We have full time scientific editors who are mediating the peer review process, are finding editors, are finding reviewers, ensuring those reviews are returned on time. They also are tasked with guaranteeing that the published articles are bias free.
Wise says Elsevier also spends a lot to keep articles in the digital domain, to make sure they're searchable and that there are multiple online backup copies.
At the same time, she says, Elsevier is facing mounting costs of its own, as China and India increase their investments in research and development.
And those investments mean that more scientists are being employed, more research is being carried out and more articles are produced. And that means publishers are doing more work; they have more submissions and we're incurring the costs of ensuring that peer review and the quality control happens.

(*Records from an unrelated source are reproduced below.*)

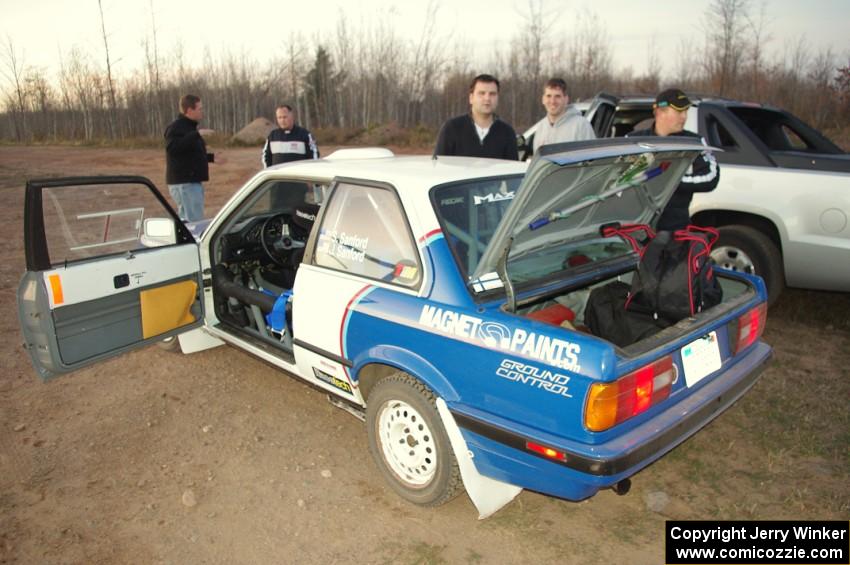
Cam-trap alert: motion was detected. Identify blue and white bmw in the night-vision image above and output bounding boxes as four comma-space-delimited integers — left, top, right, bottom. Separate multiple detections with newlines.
18, 138, 771, 517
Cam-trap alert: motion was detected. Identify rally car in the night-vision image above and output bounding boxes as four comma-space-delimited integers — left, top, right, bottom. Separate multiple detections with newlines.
18, 139, 771, 517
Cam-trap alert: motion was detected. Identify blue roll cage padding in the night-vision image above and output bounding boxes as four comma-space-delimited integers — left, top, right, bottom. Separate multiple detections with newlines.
265, 290, 292, 333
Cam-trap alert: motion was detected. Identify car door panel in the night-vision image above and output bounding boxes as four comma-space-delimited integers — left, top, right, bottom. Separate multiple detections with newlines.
18, 177, 203, 379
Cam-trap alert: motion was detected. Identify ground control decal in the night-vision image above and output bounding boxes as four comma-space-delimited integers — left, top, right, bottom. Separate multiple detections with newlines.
419, 304, 581, 372
496, 359, 573, 398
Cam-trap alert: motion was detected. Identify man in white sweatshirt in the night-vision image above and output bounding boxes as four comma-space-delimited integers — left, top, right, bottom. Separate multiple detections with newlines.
534, 78, 596, 153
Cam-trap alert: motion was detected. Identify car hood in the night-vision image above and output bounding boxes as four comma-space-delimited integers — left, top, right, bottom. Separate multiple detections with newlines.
470, 137, 705, 288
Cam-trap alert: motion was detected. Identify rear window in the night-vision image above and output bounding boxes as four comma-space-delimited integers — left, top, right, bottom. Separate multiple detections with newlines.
431, 175, 522, 276
729, 106, 841, 153
432, 177, 639, 283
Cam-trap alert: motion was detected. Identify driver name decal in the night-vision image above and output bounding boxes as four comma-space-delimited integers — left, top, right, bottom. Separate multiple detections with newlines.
319, 230, 369, 263
419, 304, 581, 372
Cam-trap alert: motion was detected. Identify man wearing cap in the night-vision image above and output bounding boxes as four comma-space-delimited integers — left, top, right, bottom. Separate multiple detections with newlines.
626, 88, 720, 231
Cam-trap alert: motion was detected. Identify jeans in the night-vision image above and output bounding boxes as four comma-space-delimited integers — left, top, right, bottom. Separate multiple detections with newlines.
168, 182, 204, 222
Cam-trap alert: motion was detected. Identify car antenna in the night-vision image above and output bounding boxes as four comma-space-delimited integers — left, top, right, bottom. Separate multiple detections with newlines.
496, 237, 516, 314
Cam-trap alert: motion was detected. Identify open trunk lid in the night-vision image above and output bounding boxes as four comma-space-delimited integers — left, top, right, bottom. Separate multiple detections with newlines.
470, 137, 705, 292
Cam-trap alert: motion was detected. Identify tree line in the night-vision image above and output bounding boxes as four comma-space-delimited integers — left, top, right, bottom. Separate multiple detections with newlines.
0, 0, 850, 142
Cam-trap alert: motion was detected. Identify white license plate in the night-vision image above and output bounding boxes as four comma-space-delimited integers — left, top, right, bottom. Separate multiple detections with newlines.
682, 332, 721, 387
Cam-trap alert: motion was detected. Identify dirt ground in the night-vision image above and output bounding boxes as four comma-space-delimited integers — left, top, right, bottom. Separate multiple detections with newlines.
0, 146, 850, 564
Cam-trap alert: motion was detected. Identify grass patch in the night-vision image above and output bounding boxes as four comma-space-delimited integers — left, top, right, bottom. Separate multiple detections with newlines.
767, 288, 850, 332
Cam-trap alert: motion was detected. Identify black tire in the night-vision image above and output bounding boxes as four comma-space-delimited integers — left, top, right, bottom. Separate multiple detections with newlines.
711, 225, 785, 305
156, 336, 180, 353
366, 373, 463, 506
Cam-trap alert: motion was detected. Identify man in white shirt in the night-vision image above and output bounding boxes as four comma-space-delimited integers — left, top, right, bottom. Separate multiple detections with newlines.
534, 78, 596, 153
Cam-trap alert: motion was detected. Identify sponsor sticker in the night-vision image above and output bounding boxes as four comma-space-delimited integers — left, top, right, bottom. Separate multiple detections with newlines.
419, 304, 581, 372
496, 359, 573, 398
313, 367, 354, 394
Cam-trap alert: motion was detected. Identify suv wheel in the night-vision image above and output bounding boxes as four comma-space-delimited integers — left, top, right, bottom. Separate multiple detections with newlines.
711, 225, 785, 305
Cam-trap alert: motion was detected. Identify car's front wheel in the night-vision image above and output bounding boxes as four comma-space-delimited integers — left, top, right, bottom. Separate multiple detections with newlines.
711, 225, 785, 305
366, 373, 463, 506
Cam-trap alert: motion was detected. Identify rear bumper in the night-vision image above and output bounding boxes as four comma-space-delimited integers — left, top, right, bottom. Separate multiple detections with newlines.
453, 342, 772, 500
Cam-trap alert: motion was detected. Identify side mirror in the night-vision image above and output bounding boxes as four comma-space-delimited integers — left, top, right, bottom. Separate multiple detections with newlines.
141, 218, 177, 247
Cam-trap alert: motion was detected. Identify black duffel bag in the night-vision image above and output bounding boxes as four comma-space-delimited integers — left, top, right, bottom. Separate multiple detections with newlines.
626, 226, 723, 324
584, 281, 670, 347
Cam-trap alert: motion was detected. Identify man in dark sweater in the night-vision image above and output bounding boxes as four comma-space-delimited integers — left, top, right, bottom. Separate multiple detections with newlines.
626, 88, 720, 231
263, 104, 319, 167
165, 94, 215, 222
434, 75, 518, 160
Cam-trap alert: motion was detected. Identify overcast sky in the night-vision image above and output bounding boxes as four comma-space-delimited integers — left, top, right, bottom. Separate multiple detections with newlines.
0, 0, 850, 82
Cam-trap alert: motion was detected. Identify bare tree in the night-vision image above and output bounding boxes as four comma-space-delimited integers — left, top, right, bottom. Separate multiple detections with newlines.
97, 0, 123, 139
745, 0, 772, 100
704, 0, 749, 96
2, 35, 29, 141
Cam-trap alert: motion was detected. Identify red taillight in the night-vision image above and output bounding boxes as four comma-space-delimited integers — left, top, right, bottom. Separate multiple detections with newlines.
525, 441, 567, 461
584, 355, 676, 432
732, 302, 767, 355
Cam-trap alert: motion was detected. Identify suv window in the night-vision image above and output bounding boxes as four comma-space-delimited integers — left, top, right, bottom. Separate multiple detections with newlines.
315, 183, 422, 287
729, 106, 841, 153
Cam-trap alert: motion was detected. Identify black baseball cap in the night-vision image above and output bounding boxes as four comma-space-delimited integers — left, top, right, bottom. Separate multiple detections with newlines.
655, 88, 691, 112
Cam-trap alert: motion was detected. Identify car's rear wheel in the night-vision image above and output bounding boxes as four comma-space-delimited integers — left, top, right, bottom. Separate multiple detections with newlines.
711, 225, 785, 305
366, 373, 463, 506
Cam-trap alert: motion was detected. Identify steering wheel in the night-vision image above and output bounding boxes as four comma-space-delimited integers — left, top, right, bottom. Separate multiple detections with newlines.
260, 214, 306, 267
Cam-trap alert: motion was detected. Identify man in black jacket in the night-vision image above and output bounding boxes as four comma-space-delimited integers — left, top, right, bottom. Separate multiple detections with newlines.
434, 75, 519, 160
165, 94, 215, 222
627, 88, 720, 231
263, 104, 319, 167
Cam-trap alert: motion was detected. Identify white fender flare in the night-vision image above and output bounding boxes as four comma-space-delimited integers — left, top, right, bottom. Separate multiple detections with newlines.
437, 398, 522, 520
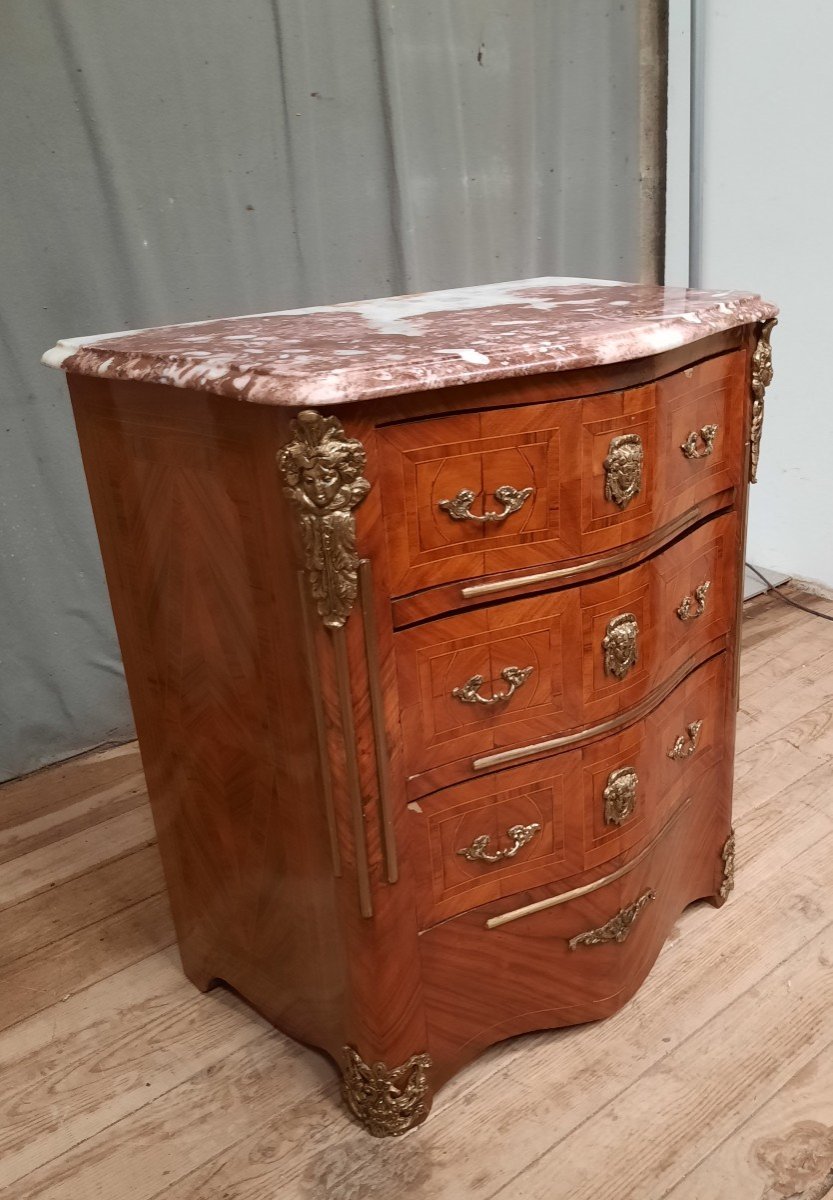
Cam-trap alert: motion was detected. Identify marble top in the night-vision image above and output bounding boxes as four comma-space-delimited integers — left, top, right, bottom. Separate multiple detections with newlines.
43, 278, 778, 407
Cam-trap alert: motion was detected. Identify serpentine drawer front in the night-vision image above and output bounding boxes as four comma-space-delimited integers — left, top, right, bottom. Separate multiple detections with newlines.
379, 352, 744, 593
414, 654, 726, 926
44, 280, 775, 1138
395, 512, 738, 798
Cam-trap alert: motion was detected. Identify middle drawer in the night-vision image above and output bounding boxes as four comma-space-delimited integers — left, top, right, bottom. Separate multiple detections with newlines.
413, 654, 729, 928
395, 512, 737, 799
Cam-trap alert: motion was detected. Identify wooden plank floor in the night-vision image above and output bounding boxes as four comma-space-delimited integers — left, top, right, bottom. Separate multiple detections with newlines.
0, 593, 833, 1200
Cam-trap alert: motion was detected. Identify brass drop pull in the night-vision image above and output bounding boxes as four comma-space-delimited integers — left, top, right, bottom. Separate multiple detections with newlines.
457, 823, 541, 863
677, 580, 712, 620
439, 484, 534, 524
679, 425, 718, 458
451, 667, 534, 708
568, 888, 657, 950
667, 721, 703, 761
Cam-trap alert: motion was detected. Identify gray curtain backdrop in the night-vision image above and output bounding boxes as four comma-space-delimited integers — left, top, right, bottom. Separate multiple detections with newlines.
0, 0, 659, 778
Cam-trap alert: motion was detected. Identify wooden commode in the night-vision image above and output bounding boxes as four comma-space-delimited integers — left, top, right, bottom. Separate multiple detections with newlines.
44, 278, 777, 1136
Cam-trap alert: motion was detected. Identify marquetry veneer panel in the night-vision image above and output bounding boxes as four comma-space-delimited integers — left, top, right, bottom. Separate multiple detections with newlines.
395, 514, 738, 797
378, 352, 744, 595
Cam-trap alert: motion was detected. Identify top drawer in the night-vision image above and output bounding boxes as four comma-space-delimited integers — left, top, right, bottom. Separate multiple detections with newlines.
378, 350, 745, 595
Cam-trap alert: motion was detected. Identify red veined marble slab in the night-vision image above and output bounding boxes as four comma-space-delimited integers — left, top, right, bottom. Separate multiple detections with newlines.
43, 278, 778, 407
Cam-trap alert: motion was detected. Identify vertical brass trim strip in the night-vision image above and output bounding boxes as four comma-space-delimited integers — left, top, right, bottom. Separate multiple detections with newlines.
331, 626, 373, 917
298, 571, 341, 877
359, 558, 400, 883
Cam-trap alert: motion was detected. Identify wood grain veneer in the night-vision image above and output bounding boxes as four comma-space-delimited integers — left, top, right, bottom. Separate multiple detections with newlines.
58, 288, 777, 1135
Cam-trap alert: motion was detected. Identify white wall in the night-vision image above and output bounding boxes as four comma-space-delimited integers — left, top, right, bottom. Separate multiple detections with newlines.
691, 0, 833, 587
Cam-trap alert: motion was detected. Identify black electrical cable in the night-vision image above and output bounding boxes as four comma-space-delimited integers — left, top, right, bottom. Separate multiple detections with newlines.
747, 563, 833, 620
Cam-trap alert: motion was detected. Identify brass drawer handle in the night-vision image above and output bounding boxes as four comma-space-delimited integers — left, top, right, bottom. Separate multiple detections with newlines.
601, 767, 640, 824
601, 612, 640, 679
667, 721, 703, 761
457, 823, 541, 863
679, 425, 718, 458
568, 888, 657, 950
601, 433, 645, 509
451, 667, 534, 708
439, 484, 534, 524
677, 580, 712, 620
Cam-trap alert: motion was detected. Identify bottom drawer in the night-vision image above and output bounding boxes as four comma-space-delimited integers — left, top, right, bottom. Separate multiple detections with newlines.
420, 772, 729, 1082
413, 654, 730, 928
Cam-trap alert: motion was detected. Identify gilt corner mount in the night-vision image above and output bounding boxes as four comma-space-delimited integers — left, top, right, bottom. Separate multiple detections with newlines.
277, 409, 370, 629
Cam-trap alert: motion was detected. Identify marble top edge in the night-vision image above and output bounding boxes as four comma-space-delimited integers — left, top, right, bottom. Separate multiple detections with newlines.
43, 277, 778, 407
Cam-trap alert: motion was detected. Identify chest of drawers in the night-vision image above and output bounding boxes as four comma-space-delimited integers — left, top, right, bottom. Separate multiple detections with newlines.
46, 280, 775, 1136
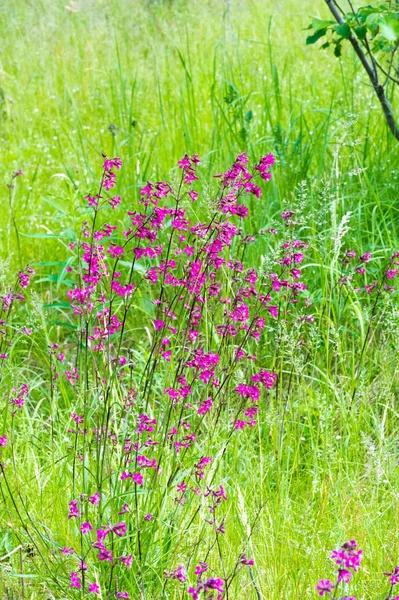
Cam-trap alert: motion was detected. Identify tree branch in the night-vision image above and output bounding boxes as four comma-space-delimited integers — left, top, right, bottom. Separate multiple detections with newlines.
324, 0, 399, 141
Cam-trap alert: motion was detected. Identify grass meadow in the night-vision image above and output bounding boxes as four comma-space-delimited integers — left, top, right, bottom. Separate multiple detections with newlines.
0, 0, 399, 600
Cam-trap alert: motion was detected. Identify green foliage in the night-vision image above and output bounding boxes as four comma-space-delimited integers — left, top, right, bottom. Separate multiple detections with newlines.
306, 1, 399, 56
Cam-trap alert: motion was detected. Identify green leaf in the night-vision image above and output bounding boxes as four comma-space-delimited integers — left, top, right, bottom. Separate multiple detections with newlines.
334, 23, 351, 40
380, 16, 399, 42
312, 17, 334, 35
306, 29, 327, 46
366, 13, 381, 33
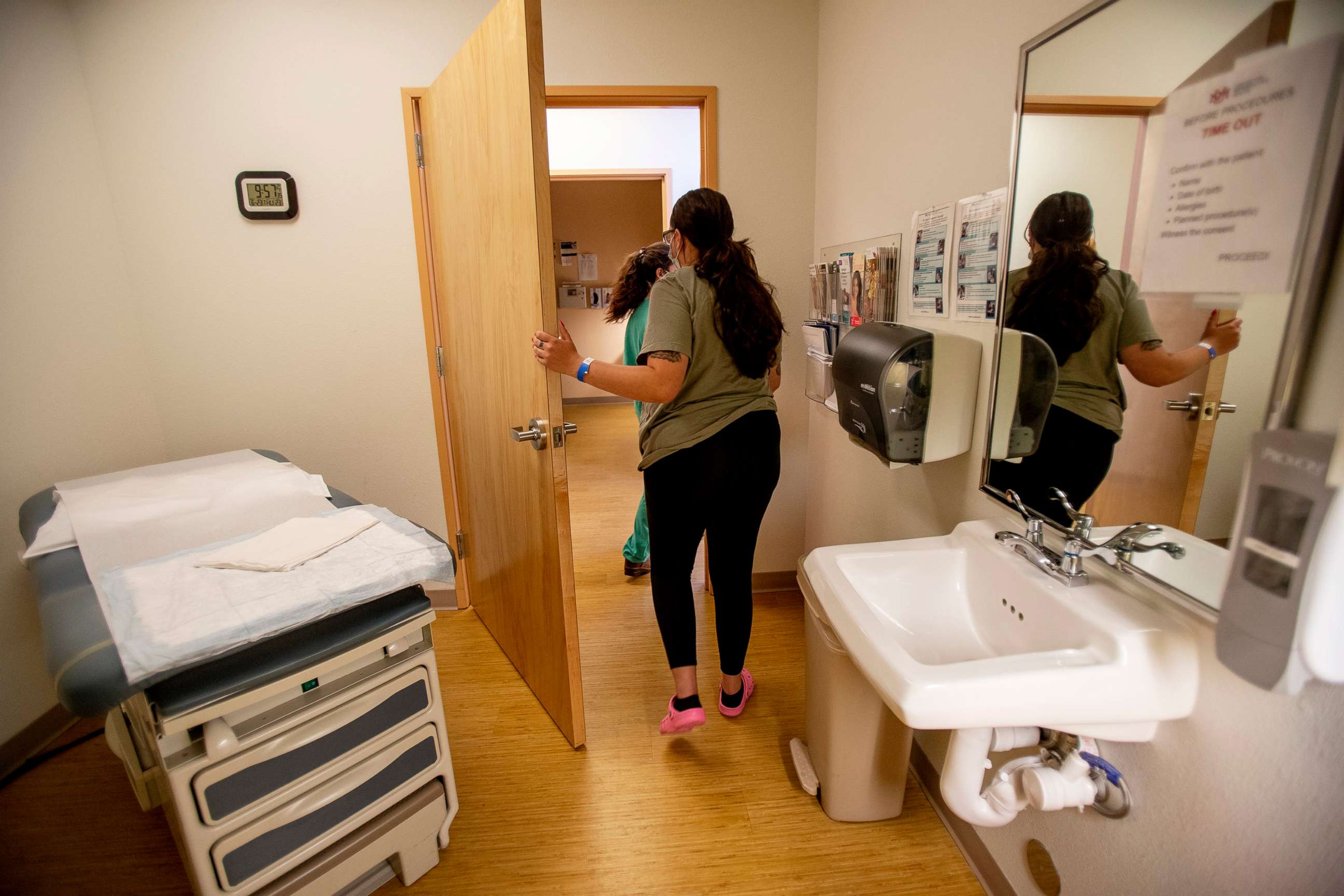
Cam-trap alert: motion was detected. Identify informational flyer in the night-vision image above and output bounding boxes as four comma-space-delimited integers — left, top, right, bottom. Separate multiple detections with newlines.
579, 253, 597, 279
951, 187, 1008, 321
1142, 36, 1341, 293
910, 203, 954, 317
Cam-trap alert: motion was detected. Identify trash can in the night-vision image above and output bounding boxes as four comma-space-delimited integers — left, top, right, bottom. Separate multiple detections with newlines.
799, 590, 914, 821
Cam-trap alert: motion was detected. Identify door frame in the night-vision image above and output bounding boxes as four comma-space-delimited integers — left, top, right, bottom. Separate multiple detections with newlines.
400, 85, 719, 610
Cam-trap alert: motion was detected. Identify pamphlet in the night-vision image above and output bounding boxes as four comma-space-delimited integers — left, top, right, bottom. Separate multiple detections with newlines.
951, 187, 1008, 321
910, 203, 953, 317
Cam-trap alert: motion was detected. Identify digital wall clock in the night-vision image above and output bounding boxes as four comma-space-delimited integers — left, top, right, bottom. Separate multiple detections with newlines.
234, 171, 298, 220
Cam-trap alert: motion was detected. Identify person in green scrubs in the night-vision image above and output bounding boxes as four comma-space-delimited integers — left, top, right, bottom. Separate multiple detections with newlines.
606, 242, 676, 576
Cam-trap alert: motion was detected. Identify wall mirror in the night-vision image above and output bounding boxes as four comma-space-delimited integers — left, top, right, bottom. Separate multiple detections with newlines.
981, 0, 1344, 615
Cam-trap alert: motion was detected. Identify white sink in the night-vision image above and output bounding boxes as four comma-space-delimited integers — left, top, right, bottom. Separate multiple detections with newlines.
1090, 525, 1233, 610
799, 520, 1199, 740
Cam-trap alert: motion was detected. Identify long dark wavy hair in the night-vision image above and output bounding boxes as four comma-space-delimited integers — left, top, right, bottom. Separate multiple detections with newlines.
1004, 192, 1110, 367
669, 187, 783, 379
606, 242, 672, 324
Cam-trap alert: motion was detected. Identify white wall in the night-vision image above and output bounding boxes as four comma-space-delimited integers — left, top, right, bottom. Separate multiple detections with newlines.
545, 104, 700, 399
0, 0, 165, 741
1008, 116, 1138, 270
806, 0, 1344, 894
63, 0, 816, 569
1027, 0, 1290, 97
543, 105, 700, 203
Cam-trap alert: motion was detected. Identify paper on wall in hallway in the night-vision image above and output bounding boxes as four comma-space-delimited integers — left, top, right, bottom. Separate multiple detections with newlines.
579, 253, 597, 279
910, 203, 954, 317
951, 187, 1008, 321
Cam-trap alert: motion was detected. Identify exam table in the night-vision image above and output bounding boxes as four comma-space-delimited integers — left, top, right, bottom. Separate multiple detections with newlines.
19, 451, 458, 896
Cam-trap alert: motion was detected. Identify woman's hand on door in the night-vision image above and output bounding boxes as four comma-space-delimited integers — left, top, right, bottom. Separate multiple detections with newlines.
532, 321, 582, 376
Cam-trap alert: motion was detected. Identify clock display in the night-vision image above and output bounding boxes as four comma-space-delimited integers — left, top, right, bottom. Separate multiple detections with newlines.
247, 183, 285, 208
234, 171, 298, 220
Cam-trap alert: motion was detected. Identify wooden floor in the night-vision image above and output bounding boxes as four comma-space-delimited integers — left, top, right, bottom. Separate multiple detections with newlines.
0, 404, 983, 896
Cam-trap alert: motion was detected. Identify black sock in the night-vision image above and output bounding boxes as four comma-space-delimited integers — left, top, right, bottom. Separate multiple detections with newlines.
672, 693, 700, 712
719, 681, 747, 709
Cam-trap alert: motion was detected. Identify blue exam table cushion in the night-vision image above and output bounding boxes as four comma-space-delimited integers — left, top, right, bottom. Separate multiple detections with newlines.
19, 449, 456, 716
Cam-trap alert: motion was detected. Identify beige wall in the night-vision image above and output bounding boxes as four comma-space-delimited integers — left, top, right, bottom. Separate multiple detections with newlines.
808, 0, 1344, 896
0, 0, 165, 741
551, 180, 663, 398
63, 0, 816, 569
63, 0, 508, 534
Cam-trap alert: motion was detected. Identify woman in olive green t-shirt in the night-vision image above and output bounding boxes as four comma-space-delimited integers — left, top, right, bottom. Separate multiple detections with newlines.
989, 192, 1242, 525
606, 243, 676, 576
532, 187, 783, 735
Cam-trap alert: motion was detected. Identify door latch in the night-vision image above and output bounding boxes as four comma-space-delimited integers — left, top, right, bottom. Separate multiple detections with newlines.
508, 416, 545, 451
551, 423, 579, 447
1163, 392, 1204, 421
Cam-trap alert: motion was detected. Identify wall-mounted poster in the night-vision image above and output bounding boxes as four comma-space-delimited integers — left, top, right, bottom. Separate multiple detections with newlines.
910, 203, 953, 317
1141, 36, 1344, 293
951, 187, 1008, 321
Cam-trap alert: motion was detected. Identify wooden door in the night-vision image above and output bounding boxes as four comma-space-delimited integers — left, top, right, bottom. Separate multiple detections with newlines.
419, 0, 585, 747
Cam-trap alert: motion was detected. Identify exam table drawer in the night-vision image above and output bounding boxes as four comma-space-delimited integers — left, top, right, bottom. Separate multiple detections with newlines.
209, 724, 440, 891
192, 666, 431, 825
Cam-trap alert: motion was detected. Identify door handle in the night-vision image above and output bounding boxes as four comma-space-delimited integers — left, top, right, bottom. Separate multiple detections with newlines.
1163, 392, 1204, 421
508, 416, 545, 451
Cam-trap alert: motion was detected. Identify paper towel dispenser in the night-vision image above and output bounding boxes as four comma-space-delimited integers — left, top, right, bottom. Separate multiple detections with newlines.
832, 321, 980, 464
989, 328, 1059, 461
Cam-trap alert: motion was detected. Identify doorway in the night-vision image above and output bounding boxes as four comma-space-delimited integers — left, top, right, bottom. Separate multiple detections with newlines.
402, 65, 718, 747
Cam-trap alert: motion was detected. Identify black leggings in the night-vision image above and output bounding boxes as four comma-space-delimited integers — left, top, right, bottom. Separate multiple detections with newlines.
989, 404, 1119, 527
644, 411, 779, 676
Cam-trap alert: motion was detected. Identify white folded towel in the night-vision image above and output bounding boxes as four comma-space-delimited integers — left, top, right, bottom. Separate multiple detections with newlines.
192, 508, 377, 572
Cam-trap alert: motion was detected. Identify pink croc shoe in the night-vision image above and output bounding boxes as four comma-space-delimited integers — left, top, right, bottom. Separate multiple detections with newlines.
719, 669, 755, 719
659, 697, 704, 735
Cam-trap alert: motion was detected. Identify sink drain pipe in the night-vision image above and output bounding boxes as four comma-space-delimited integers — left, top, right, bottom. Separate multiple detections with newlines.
938, 728, 1044, 828
940, 727, 1113, 828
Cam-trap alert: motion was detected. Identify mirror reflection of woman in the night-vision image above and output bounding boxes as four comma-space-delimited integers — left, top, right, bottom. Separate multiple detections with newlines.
989, 192, 1242, 525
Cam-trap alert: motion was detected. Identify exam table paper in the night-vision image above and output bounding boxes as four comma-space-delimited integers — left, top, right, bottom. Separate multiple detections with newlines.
192, 508, 377, 572
101, 504, 453, 684
19, 461, 332, 566
57, 449, 332, 612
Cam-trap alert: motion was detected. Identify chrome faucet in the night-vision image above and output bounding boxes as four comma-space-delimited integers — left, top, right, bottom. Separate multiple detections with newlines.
995, 489, 1087, 589
1049, 486, 1097, 541
1105, 524, 1185, 563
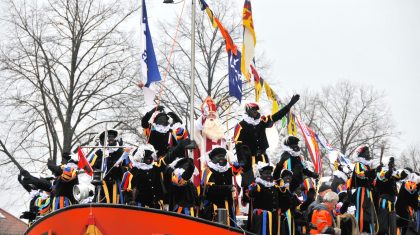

Wise says Elsevier hasn't done a very good job communicating with scholars. So she's been going online to try to explain the company's business model to the boycotters.
But Tyler Neylon, the Silicon Valley mathematician who created the boycott website, says Elsevier's critics already understand the company's business model pretty well.
They have three entire sectors of volunteer workers producing skilled labor, of top quality work. It's brilliant, really. What's wrong is that researchers don't need to go through that system anymore. It just exists because historically it really was useful; they really were providing value that -couldn't be provided elsewhere.
Neylon says the goal for now is to convince universities, librarians and researchers to rebel against the dominance of for-profit scholarly journals. The boycotters aim to galvanize that rebellion online.
So call it the "academic spring." That's the phrase used by the British publication New Scientist, which is actually owned by the same parent company as Elsevier. For On the Media, I'm Rick Karr.